Ya aku akan memberi maaf. Tapi Kamu sudah tak lagi kuanggap sebagai kawan, kataku dalam hati. Kamu sudah seperti orang luar bagiku dan aku akan terus menjauhimu, tidak akan lagi menjadikanmu sebagai sahabat.
Bersikap Tulus Saat Bermaafan
Ketika masih kecil aku menyukai proses halal bihalal dan juga proses bermaaf-maafan. Kami berkeliling dan berkata "mohon maaf lahir batin" kepada semua yang datang. Acara kemudian dipungkasi dengan mengobrol dan makan-makan enak. Sungguh menyenangkan.
Tapi setelah tumbuh dewasa aku baru paham, rupanya bersikap tulus dan ikhlas itu benar-benar tidak mudah. Meminta maaf dan memberi maaf yang tulus itu tidak selalu mudah. Di luar bisa saja kita berkata saya mohon maaf atau saya sudah memaafkan, tapi di dalam hati kita siapa yang menduga kita sudah memaafkan dan memberi maaf dengan tulus.

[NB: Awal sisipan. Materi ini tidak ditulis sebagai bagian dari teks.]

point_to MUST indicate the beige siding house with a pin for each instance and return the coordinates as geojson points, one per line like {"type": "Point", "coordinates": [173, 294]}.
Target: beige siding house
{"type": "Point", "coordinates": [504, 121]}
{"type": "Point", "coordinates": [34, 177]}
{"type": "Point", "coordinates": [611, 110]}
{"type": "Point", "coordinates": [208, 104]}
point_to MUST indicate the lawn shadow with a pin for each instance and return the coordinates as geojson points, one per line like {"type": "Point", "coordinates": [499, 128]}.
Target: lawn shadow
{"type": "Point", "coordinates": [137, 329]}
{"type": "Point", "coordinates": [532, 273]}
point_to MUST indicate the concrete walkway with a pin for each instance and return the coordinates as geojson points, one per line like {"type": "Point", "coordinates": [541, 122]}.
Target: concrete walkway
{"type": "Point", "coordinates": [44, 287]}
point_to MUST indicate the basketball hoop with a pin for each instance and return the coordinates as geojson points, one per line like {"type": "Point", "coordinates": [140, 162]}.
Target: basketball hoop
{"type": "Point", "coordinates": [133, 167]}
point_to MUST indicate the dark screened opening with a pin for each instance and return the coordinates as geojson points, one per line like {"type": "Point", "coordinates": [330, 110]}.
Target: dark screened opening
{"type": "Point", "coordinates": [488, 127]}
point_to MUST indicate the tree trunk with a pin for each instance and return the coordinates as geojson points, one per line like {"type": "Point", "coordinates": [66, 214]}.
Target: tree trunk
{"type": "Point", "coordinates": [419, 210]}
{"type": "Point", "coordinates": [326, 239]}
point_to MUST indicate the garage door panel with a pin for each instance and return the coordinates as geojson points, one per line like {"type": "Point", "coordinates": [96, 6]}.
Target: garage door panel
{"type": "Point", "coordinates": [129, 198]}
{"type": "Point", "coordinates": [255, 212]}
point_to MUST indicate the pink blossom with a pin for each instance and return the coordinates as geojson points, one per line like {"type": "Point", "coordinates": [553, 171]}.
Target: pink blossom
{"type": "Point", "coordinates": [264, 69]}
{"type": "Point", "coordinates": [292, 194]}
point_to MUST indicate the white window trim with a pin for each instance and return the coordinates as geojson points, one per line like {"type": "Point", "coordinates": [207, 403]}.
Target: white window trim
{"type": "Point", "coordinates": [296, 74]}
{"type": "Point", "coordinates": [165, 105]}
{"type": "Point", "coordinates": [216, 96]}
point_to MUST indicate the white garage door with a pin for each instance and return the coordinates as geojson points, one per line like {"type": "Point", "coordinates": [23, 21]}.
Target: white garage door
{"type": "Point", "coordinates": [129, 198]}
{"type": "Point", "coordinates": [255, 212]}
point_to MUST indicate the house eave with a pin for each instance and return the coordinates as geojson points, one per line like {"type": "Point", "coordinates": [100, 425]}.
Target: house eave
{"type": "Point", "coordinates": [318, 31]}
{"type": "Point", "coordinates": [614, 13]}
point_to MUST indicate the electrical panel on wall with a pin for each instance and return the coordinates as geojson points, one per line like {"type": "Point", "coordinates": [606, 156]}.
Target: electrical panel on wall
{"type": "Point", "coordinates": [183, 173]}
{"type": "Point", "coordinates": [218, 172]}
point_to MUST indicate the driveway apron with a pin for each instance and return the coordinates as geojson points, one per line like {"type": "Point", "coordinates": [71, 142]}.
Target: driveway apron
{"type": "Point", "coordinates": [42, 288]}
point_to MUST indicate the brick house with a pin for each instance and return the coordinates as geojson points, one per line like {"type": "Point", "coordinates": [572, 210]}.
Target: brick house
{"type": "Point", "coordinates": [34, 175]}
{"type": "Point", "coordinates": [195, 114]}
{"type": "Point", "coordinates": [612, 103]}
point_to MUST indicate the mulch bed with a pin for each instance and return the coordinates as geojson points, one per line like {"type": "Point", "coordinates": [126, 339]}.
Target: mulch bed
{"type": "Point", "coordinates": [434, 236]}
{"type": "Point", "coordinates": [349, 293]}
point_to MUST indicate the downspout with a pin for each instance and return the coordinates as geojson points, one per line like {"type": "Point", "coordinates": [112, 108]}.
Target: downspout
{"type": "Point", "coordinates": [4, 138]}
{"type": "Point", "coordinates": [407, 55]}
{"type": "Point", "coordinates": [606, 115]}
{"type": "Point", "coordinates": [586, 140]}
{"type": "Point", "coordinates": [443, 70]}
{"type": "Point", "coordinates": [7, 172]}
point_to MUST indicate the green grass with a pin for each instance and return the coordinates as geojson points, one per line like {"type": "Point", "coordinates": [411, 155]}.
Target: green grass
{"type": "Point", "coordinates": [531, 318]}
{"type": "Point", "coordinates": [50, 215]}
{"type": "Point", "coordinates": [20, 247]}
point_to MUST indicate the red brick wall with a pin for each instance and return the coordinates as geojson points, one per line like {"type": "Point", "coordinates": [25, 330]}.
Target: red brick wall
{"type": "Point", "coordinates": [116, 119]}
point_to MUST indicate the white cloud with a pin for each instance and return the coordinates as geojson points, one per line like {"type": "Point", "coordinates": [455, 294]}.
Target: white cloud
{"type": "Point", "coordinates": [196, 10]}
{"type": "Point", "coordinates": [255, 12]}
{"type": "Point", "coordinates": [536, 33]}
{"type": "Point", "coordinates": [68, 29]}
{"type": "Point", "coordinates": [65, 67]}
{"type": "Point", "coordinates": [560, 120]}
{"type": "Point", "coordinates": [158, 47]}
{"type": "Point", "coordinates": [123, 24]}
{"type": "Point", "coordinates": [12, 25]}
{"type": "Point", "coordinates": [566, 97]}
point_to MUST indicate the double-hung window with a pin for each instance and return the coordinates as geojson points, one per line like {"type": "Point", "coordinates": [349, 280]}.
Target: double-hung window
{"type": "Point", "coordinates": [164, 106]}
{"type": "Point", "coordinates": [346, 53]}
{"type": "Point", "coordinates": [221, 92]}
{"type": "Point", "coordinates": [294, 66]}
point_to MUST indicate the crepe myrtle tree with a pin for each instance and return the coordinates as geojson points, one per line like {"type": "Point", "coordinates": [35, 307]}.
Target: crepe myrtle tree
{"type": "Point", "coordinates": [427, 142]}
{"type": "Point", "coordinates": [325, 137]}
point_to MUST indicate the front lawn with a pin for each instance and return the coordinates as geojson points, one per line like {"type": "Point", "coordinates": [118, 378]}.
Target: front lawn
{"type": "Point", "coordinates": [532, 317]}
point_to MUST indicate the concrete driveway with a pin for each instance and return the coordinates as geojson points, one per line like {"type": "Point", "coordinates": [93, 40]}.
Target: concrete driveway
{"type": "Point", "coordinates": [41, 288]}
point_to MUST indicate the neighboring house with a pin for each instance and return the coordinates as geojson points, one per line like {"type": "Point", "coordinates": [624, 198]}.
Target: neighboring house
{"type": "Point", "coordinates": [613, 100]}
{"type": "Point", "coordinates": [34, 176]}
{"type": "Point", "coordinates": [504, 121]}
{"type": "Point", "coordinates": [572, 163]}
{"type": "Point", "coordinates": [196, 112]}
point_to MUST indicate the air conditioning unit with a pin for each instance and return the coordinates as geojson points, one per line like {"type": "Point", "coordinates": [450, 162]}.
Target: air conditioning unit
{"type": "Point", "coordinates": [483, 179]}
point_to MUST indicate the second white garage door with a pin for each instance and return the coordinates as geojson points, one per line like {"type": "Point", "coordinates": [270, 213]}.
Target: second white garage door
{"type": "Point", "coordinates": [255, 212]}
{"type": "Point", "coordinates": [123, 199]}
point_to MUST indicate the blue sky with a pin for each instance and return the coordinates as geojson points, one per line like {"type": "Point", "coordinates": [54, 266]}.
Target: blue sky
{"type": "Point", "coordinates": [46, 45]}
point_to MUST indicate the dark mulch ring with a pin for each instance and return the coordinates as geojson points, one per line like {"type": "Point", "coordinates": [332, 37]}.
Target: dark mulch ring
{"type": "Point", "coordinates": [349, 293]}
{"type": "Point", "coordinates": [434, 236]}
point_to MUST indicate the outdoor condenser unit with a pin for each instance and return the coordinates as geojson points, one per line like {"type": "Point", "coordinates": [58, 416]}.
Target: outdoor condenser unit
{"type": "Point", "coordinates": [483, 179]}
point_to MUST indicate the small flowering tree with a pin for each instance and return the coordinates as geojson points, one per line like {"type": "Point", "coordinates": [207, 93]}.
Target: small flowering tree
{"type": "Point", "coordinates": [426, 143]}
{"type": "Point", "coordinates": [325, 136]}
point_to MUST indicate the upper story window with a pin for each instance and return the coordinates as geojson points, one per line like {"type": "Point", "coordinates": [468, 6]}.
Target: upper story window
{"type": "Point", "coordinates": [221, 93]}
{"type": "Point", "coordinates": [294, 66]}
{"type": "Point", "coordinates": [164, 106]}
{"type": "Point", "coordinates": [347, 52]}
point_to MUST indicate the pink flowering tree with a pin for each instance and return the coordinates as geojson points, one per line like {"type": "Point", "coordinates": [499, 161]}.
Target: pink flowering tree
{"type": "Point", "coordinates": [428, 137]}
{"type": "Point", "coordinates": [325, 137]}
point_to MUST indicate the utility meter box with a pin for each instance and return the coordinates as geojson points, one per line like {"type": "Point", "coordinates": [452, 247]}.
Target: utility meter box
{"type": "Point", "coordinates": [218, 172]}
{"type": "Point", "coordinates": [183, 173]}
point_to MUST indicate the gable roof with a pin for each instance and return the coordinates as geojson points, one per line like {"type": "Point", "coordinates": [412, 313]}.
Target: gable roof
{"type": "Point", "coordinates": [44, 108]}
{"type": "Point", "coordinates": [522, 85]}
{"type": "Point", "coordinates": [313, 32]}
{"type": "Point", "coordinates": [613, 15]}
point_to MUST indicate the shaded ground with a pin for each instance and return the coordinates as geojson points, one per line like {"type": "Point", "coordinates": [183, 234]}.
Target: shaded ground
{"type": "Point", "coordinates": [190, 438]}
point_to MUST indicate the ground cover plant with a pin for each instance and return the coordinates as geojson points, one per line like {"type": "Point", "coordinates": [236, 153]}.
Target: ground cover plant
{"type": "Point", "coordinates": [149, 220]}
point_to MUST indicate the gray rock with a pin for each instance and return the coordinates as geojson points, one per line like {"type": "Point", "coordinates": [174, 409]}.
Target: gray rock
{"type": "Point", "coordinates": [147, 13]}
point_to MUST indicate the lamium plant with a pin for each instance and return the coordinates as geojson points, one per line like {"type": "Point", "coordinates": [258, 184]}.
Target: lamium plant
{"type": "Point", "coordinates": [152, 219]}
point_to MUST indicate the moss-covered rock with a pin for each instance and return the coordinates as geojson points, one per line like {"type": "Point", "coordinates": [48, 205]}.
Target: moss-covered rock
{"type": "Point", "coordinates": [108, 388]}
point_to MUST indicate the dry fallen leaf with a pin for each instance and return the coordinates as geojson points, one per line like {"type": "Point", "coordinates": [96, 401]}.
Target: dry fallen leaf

Tulus dalam KBBI dimaknai sebagai sikap yang bersungguh-sungguh; sungguh dan bersih hati, tidak berpura-pura, dan benar-benar keluar dari hati yang bersih. Antara ucapan, niat, dan tindakan itu selaras. Jika kita berucap maaf tapi dalam hati masih sangat marah kepada orang tersebut maka kita belum benar-benar tulus memaafkannya.
Momen lebaran memang identik dengan bermaaf-maafan. Biasanya orang terdekat seperti pasangan, saudara kandung, orang tua, dan sahabat yang paling sering kita lukai perasaannya.
Kadang-kadang secara tak sengaja kita melampiaskan kekecewaan karena ada masalah pekerjaan dengan berkata kurang enak ke mereka. Mereka biasanya memaafkan karena paham situasi kita. Tapi bisa saja saat itu mood mereka juga sedang buruk sehingga menyimpan rasa kesal kepada kita, seperti yang pernah kualami antara aku dan kawanku.
Ya, meminta maaf dan memberi maaf dengan tulus memang berat. Tapi mari kita mencoba. Setidaknya ada momen yang pas untuk bermaafan. Setelah kita memohon ampun secara vertikal ke Tuhan, tibalah waktunya kita juga membersihkan hati dengan bermaafan secara horizontal, ke sesama manusia dan juga ke makhluk ciptaannya. Siapa tahu kita juga punya banyak salah ke hewan peliharaan kita.